I remember the weather so well because I was outside every day. After retiring from the sea earlier that year, I had taken rooms in a Chelsea boardinghouse near the Embankment while I looked for a boat to live on, the feel of the sea beneath my feet a spiritual requirement in the same way that daily chants are for a monk. I have few needs of this kind and will not burden you with them, but living on a boat, however modest, was crucial to my well-being. It still is. I keep a converted junk in a slip at the old port and divide my time between it and the bungalow.

In any case, I was having a devilishly hard time finding a decent vessel. I visited every dock in the city whose name is remotely familiar to you and something was always wrong. Either the price was too high or the feel of the boat was off. The search led me into warrens, backwaters, abandoned channels trapped between old brick buildings where even at noon there were shadows, the water oily and viscous, clotted with debris, the boats advertised as being fresh as the day they were christened frequently half-submerged with such bad rot that their frames showed like bones through gaps in the hulls. It wasn't as though I were looking for the
Golden Hind.
My needs were modest. The problem was that anything in good condition cost at least four times what I could afford, and so I began inspecting converted barges.

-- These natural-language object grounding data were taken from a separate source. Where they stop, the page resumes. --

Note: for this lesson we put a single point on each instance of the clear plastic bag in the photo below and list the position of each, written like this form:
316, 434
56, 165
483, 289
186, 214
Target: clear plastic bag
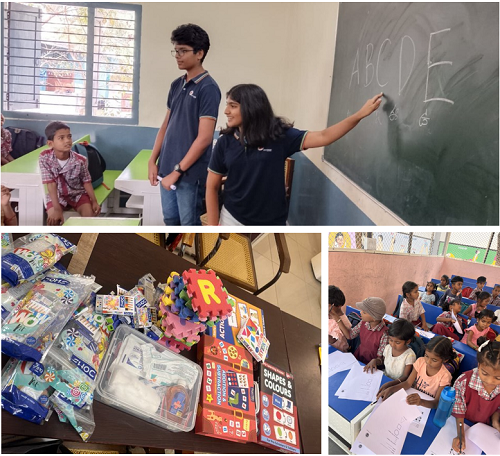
33, 326
32, 255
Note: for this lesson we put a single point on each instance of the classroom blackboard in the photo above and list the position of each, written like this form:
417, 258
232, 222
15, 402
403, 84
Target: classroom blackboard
430, 153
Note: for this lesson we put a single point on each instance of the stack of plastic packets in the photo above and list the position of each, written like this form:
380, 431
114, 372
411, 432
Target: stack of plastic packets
190, 303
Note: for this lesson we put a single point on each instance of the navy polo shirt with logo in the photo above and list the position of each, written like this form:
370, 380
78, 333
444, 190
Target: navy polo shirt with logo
254, 192
188, 102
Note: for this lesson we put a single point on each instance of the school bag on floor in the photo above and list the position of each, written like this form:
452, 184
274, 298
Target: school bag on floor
95, 161
24, 141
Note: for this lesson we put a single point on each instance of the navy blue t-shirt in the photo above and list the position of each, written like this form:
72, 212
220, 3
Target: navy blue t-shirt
254, 192
187, 103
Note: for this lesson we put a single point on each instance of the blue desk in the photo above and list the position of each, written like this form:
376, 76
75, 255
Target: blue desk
345, 416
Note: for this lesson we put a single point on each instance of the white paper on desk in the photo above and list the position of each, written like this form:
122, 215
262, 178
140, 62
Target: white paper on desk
417, 426
485, 437
443, 441
338, 362
359, 385
386, 428
426, 334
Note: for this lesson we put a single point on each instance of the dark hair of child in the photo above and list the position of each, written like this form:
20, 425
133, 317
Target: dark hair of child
489, 354
408, 287
259, 125
52, 127
487, 313
447, 305
192, 35
442, 347
402, 329
483, 295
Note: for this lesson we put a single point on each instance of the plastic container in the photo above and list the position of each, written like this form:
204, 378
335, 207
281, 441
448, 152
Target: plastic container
445, 406
147, 380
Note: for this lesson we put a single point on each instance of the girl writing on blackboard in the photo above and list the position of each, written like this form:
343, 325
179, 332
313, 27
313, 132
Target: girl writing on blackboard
252, 151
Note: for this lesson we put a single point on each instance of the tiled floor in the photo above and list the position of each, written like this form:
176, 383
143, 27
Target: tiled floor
298, 292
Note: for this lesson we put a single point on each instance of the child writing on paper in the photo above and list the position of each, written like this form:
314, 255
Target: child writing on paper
481, 328
427, 296
444, 285
411, 307
336, 300
448, 323
474, 310
252, 151
398, 358
67, 176
429, 374
477, 396
480, 283
372, 331
454, 292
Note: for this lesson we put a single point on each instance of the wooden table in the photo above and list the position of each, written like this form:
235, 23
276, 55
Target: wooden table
123, 259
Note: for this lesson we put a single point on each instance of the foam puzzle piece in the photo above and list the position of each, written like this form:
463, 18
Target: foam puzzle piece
208, 297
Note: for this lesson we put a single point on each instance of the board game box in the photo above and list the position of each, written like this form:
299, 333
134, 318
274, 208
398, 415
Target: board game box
227, 330
277, 420
227, 404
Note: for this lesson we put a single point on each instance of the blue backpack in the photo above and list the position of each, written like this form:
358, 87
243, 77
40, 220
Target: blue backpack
95, 161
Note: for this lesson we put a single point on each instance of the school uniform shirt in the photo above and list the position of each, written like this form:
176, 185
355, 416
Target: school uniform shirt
472, 401
449, 296
395, 365
411, 312
495, 301
69, 178
335, 332
187, 103
254, 192
6, 142
430, 384
474, 294
428, 299
372, 340
476, 334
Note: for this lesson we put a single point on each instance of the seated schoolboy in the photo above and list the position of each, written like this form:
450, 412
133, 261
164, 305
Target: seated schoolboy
372, 331
495, 296
480, 283
411, 307
478, 392
336, 300
474, 310
67, 177
454, 292
444, 284
428, 296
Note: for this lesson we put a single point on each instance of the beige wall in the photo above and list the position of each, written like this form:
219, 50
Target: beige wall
361, 274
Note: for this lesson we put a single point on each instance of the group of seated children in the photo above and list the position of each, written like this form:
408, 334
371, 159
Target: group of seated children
477, 390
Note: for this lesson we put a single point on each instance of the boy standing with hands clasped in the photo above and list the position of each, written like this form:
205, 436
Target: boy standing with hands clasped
67, 177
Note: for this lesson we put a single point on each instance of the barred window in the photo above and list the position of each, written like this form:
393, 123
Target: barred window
70, 61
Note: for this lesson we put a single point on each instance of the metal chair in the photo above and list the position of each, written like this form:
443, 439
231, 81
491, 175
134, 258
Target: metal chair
231, 256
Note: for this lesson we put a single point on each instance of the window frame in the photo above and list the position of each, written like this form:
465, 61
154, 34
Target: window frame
88, 117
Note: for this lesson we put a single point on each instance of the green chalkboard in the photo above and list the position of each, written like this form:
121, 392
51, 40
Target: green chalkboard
430, 153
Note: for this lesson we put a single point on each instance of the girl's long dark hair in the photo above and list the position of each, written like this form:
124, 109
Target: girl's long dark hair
259, 124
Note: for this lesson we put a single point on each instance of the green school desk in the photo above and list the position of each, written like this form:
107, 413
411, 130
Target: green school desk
24, 174
134, 180
102, 221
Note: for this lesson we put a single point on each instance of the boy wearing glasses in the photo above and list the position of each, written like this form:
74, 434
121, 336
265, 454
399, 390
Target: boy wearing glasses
183, 145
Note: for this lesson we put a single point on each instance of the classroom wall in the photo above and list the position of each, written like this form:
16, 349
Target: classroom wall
288, 49
363, 274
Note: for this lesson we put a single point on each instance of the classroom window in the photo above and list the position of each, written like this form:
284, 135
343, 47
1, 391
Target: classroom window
71, 60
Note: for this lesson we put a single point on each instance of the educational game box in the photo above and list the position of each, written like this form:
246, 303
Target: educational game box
227, 330
227, 404
278, 426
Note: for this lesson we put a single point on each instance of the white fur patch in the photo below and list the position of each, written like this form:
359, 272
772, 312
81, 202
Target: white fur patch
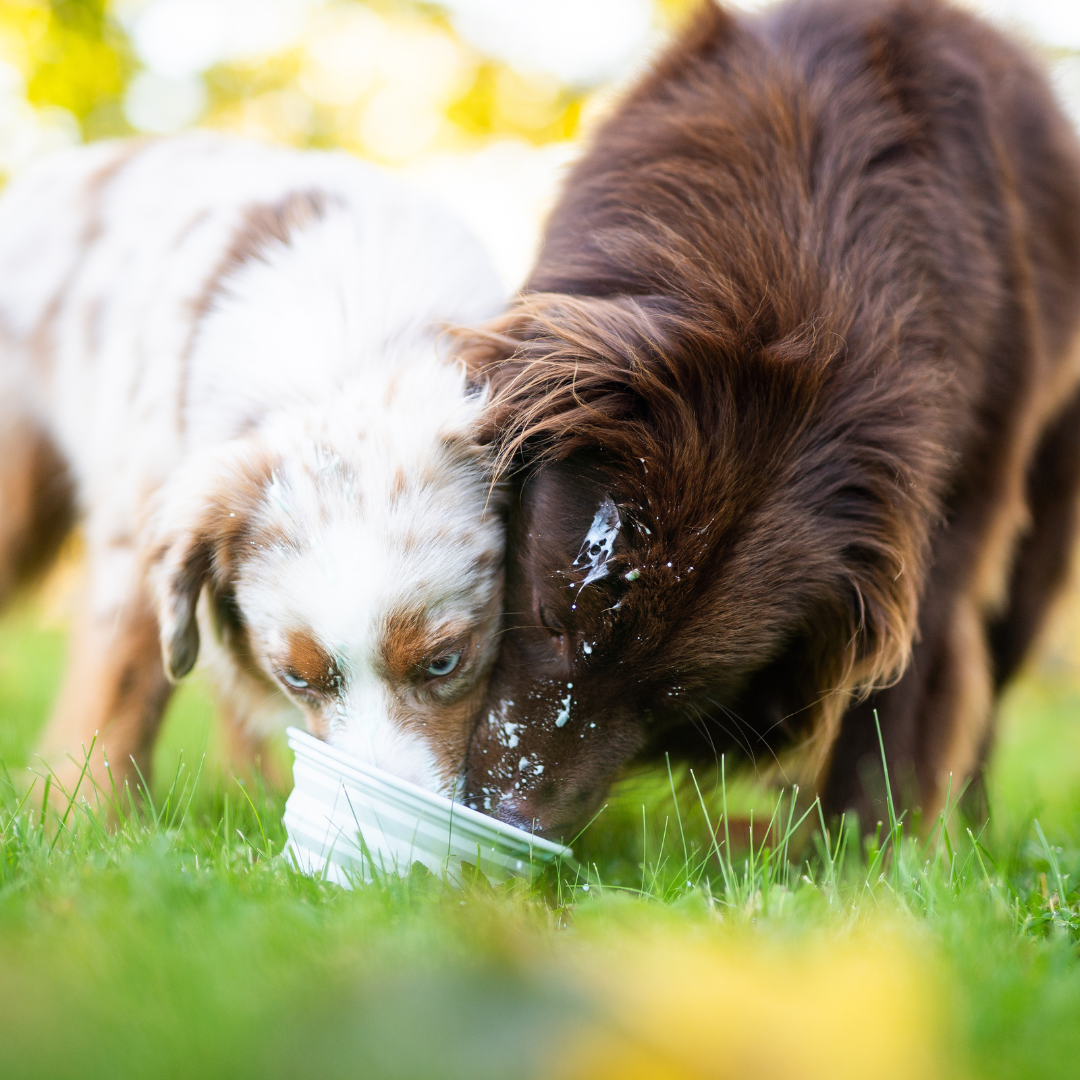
599, 541
175, 343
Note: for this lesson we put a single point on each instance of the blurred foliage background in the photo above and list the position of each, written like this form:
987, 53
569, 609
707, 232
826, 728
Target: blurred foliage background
483, 100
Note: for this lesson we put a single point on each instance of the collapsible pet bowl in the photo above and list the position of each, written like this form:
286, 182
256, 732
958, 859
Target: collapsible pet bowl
348, 820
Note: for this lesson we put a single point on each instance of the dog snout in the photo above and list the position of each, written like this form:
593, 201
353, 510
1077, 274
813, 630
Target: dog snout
518, 813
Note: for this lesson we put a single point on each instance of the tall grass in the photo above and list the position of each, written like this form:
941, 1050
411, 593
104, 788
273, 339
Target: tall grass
159, 930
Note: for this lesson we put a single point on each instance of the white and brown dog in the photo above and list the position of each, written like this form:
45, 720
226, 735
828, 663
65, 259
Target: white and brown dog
223, 359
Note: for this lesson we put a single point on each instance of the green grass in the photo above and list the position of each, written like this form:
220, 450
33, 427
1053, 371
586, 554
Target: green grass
180, 943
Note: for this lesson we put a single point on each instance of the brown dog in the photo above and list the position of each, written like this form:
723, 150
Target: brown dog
792, 402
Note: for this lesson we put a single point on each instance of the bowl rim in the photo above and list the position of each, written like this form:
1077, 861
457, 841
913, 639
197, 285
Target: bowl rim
306, 744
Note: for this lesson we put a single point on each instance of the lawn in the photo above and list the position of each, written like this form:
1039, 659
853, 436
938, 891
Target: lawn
179, 942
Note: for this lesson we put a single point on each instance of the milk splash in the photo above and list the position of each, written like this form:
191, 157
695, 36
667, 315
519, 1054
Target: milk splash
599, 541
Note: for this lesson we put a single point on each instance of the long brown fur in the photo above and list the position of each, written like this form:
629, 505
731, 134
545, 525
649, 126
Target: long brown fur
806, 313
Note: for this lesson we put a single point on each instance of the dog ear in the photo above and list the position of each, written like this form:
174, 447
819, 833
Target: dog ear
178, 572
198, 527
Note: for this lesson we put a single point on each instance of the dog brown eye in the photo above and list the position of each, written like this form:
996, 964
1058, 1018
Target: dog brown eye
550, 622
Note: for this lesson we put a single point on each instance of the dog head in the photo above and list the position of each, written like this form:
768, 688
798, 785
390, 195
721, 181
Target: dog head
707, 547
352, 561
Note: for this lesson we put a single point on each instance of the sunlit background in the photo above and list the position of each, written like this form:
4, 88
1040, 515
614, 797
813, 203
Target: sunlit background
482, 102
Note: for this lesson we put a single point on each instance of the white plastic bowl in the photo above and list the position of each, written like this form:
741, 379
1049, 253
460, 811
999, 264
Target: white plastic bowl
348, 820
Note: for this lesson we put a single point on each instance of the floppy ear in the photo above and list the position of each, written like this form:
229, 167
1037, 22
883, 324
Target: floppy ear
197, 528
177, 574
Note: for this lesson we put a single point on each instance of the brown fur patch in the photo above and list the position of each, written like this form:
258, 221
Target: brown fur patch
37, 503
407, 643
307, 658
799, 313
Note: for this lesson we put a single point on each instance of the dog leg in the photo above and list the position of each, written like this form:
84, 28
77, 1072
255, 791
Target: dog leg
37, 504
1043, 561
115, 691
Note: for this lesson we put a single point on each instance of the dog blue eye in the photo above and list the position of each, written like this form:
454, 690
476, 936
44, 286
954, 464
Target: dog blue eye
443, 665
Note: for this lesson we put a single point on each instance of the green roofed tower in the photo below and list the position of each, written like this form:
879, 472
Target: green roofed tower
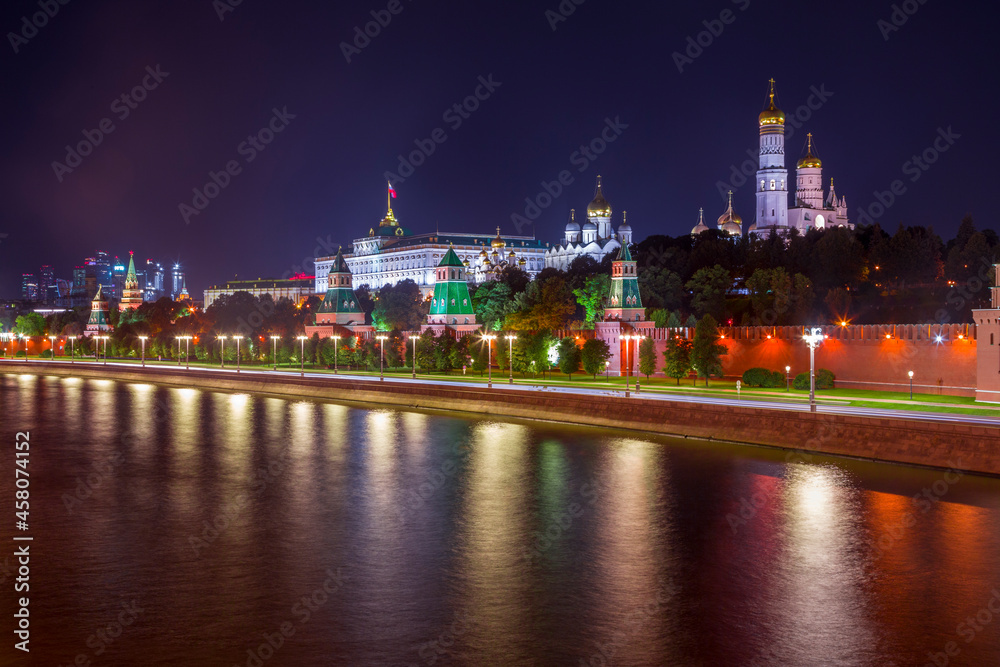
451, 304
340, 305
624, 302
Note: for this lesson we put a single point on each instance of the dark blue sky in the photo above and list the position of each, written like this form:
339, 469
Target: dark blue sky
322, 176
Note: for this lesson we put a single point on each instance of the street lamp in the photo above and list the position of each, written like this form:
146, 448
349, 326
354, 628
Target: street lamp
510, 355
489, 338
628, 367
187, 352
302, 356
813, 340
414, 339
336, 345
237, 339
381, 357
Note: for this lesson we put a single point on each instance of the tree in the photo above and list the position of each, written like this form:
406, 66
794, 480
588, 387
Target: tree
706, 352
400, 306
30, 324
647, 357
569, 356
546, 304
709, 287
592, 295
678, 358
594, 355
493, 301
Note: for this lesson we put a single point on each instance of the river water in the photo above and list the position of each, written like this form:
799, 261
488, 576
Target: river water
186, 527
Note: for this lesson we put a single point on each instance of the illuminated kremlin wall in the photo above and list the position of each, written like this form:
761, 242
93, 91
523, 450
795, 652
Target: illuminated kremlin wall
942, 357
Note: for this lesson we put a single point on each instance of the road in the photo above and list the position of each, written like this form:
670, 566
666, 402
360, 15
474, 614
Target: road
501, 384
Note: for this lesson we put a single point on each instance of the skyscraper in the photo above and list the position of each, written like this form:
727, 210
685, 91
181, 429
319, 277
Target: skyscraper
29, 287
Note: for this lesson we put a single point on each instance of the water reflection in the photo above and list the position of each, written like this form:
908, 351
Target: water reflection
479, 542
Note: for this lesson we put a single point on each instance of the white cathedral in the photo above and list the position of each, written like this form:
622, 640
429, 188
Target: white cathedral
595, 238
811, 209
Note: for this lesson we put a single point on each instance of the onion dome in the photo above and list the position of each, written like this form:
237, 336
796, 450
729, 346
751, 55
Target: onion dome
730, 222
572, 225
624, 227
810, 161
599, 207
499, 242
772, 115
701, 226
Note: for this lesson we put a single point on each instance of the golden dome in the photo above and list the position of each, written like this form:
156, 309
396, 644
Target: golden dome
599, 207
810, 161
499, 242
772, 115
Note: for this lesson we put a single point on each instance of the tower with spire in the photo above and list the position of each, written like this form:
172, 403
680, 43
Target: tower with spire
131, 295
451, 306
624, 301
340, 305
772, 178
98, 322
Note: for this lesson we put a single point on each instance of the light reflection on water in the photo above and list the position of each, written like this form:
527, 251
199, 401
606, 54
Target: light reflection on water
475, 541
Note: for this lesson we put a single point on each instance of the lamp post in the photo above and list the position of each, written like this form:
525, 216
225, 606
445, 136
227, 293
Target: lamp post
510, 355
237, 339
813, 340
302, 356
628, 369
637, 339
187, 353
489, 338
414, 339
381, 357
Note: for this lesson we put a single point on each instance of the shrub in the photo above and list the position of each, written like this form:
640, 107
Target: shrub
756, 377
824, 380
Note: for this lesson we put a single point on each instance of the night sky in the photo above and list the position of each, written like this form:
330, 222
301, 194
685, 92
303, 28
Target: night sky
322, 176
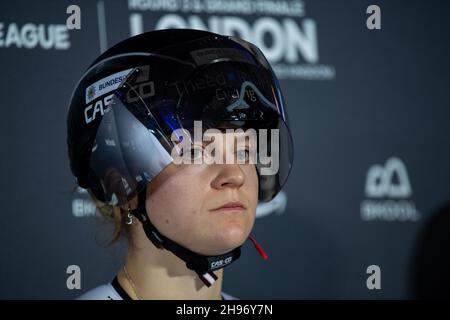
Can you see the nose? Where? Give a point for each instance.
(228, 176)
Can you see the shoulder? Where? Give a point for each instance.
(103, 292)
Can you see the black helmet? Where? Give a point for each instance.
(130, 102)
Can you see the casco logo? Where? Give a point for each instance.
(110, 83)
(387, 191)
(293, 43)
(30, 36)
(220, 263)
(381, 182)
(100, 106)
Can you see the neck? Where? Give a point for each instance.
(159, 274)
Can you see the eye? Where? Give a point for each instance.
(195, 152)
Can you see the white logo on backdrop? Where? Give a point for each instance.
(293, 51)
(31, 35)
(388, 193)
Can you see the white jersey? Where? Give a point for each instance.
(114, 291)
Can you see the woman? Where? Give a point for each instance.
(177, 134)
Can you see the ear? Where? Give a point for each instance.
(130, 205)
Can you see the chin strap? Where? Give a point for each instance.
(202, 265)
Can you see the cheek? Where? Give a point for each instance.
(176, 205)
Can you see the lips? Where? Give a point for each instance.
(230, 206)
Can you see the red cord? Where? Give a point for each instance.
(258, 248)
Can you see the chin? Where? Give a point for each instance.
(229, 239)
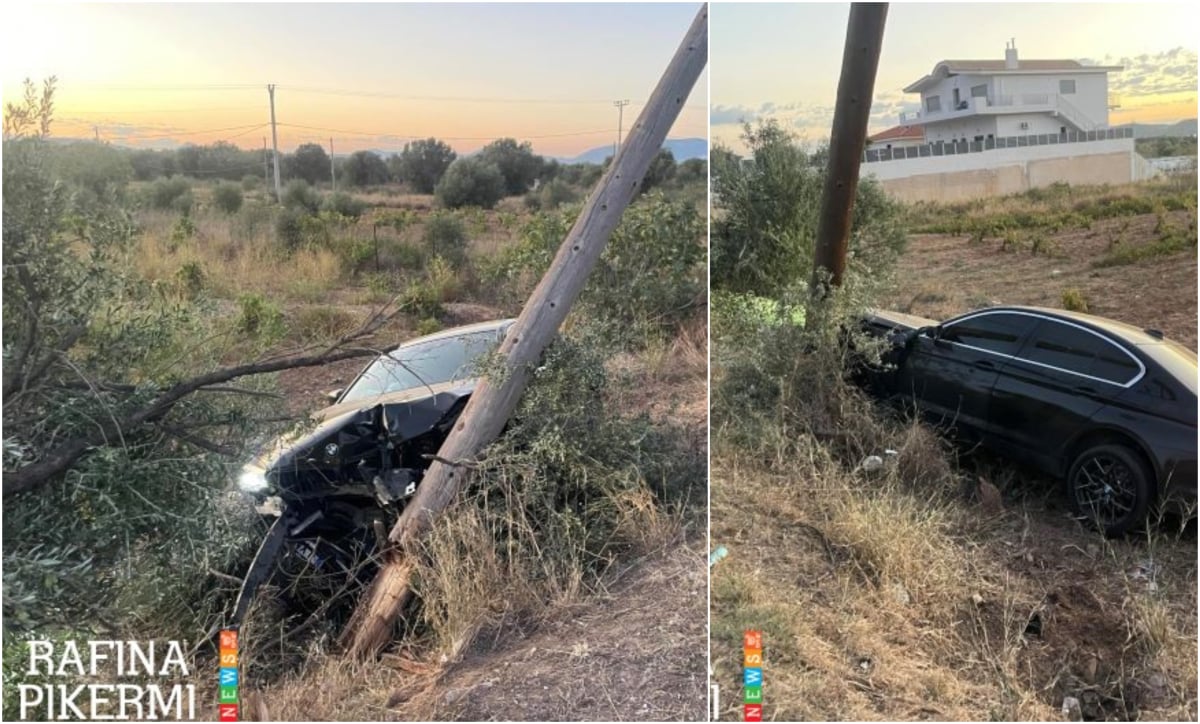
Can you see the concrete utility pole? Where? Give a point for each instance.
(333, 177)
(856, 88)
(621, 117)
(275, 144)
(492, 402)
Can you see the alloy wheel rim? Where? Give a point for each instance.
(1105, 489)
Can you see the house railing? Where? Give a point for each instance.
(1031, 101)
(953, 148)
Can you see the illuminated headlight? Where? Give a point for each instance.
(253, 480)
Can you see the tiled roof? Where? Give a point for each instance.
(900, 133)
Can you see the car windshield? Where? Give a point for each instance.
(423, 364)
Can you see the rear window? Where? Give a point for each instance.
(1075, 349)
(997, 331)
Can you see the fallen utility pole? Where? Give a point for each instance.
(856, 88)
(493, 402)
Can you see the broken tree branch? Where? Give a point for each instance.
(60, 459)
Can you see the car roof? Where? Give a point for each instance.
(460, 331)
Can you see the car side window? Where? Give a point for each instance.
(997, 331)
(1074, 349)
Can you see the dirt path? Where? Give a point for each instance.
(941, 275)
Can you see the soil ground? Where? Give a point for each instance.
(1011, 606)
(941, 275)
(634, 650)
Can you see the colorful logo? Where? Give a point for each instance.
(227, 705)
(751, 676)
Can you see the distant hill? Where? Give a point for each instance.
(1182, 129)
(682, 148)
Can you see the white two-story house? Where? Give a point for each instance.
(981, 100)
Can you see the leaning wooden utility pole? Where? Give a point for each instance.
(275, 145)
(856, 88)
(492, 402)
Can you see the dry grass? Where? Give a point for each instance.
(232, 265)
(528, 638)
(885, 602)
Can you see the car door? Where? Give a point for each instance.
(1063, 375)
(952, 369)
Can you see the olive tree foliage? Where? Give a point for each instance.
(517, 162)
(309, 162)
(471, 183)
(365, 168)
(423, 163)
(118, 413)
(767, 209)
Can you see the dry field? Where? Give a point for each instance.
(601, 648)
(915, 592)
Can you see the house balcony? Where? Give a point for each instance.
(997, 105)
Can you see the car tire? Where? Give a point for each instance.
(1111, 486)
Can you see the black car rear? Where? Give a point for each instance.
(1109, 407)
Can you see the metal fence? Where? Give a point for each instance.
(953, 148)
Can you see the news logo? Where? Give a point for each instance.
(751, 676)
(227, 677)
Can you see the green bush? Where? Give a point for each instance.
(471, 183)
(227, 197)
(167, 193)
(519, 166)
(345, 204)
(259, 317)
(1074, 300)
(423, 163)
(649, 277)
(288, 229)
(298, 195)
(126, 536)
(766, 220)
(445, 235)
(191, 277)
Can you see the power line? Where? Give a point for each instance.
(370, 94)
(183, 132)
(366, 94)
(447, 137)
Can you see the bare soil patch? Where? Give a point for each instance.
(943, 274)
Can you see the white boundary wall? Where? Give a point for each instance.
(999, 172)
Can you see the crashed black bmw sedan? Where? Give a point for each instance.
(1103, 405)
(331, 489)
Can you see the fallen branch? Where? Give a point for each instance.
(60, 459)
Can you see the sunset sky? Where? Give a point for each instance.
(369, 76)
(783, 60)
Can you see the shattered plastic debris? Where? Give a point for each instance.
(874, 462)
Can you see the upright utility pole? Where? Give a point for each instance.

For a man who had spent his life on fairly elegant ships the barges were an affront, like an insult hurled your way by an unkempt stranger on the street. With the heat getting worse, I dragged myself from one to another, working up a good-sized case of resentment, a perfect match for the weather. One afternoon I went to look at a seiner, a dark brown, snub-nosed thing, far from pretty but clean belowdecks, with spacious quarters done up in a light-colored wood and a serviceable galley, the best thing I had seen that I could afford. I told the agent I was interested and set out for the Port Authority to find the owner, one M. Simmons, who worked there as a clerk.